The company’s Premium plan, which includes up to four HD streams, moves from $13.99 a month to $15.99 each month, while its Basic plan increases $1 per month, hitting $8.99 each month. The new prices will impact new subscribers immediately, while existing customers will be moved to the new rates in the coming months, according to a Netflix spokesperson.

“We change pricing from time to time as we continue investing in great entertainment and improving the overall Netflix experience for the benefit of our members,” the Netflix spokesperson told TheWrap.

Netflix’s new prices already greeted potential customers on their website on Tuesday morning:

Netflix’s new prices (via Netflix’s website)

While streamers might not love the price hike, Wall Street did, with Netflix’s stock jumping 6 percent to $353 in early-morning trading. The Los Gatos, California-based company is set to report its Q4 financials on Thursday.

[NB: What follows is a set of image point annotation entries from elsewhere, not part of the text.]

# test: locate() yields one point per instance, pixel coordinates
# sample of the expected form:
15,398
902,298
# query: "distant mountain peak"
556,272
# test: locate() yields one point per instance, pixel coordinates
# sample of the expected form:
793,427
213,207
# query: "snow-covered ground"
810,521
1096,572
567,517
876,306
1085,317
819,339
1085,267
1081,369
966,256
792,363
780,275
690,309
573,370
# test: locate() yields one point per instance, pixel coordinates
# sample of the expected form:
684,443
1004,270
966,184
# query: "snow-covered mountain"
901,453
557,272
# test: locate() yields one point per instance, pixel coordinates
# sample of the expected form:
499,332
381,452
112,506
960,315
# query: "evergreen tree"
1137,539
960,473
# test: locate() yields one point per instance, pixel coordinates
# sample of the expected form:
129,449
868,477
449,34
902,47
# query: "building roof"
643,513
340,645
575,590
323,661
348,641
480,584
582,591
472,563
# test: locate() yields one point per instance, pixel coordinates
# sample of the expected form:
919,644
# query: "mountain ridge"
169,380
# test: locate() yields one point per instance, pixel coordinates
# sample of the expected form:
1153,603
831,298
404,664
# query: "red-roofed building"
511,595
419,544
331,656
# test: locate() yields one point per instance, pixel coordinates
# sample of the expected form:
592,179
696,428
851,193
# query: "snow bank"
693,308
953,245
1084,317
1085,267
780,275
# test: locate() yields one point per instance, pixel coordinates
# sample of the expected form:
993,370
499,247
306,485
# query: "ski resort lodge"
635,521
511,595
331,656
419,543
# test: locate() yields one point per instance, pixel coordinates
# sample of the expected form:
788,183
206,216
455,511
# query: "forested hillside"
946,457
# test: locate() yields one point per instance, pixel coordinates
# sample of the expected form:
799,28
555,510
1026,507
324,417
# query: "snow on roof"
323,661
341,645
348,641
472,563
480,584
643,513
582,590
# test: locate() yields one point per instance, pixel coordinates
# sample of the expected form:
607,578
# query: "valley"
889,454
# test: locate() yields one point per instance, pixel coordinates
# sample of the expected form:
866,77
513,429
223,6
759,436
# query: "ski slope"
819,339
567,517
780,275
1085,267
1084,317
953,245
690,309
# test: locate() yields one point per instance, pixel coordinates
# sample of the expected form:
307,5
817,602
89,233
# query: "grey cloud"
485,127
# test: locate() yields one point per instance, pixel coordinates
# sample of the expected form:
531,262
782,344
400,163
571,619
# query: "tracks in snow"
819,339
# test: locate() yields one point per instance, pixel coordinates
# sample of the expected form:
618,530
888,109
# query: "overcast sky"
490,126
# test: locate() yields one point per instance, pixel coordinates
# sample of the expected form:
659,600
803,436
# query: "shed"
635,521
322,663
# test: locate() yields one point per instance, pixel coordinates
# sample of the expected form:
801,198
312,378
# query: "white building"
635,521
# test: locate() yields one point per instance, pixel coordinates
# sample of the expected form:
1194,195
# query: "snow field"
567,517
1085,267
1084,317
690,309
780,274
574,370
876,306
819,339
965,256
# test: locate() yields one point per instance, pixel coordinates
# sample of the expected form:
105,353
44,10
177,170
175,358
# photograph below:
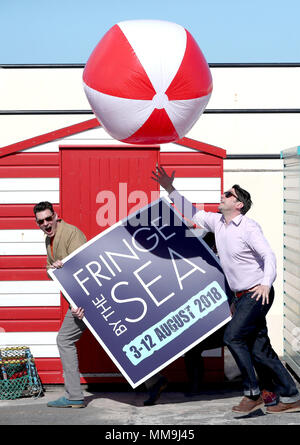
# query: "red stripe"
193,78
30,313
22,159
113,68
20,210
189,159
29,172
23,275
23,262
49,137
49,370
17,223
30,326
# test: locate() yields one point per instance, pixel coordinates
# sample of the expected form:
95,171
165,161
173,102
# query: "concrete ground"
125,407
114,406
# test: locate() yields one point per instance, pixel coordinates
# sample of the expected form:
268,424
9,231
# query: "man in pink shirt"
249,265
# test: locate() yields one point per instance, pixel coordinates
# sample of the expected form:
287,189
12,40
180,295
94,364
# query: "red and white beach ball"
147,81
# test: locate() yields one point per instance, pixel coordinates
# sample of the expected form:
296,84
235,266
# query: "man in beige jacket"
61,240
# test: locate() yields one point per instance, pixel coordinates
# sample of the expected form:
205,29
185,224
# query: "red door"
98,187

The price raises, between 13 and 18 percent, reflect the biggest increases in Netflix’s history. Netflix last raised its prices in late 2017, with its Premium plan increasing about 17 percent from $11.99 to $13.99 each month at the time — its biggest increase until Tuesday. Existing Netflix customers will receive a heads up email ahead of their monthly increase, according to the Netflix spokesperson.

The price increases will hit Netflix’s U.S. subscriber base — 58 million accounts when the company reported its Q3 earnings back in October — and Latin American and Caribbean countries where Netflix bills customers in U.S. dollars, including Barbados, Uruguay and Belize. The increases won’t hit markets like Mexico and Brazil.

Even after the hikes, Netflix’s monthly fee is still in-line with its competitors: HBO Now runs customers $15 each month, while Hulu’s ad-free streaming costs $13 per month.

Netflix will likely use its new monthly revenue — which could easily pass $100 million each month — to pay for content and offset its mounting debt. Netflix raised $2 billion in debt in late October, weeks after the company reported it had $8.3 billion in long-term debt at the end of Q3.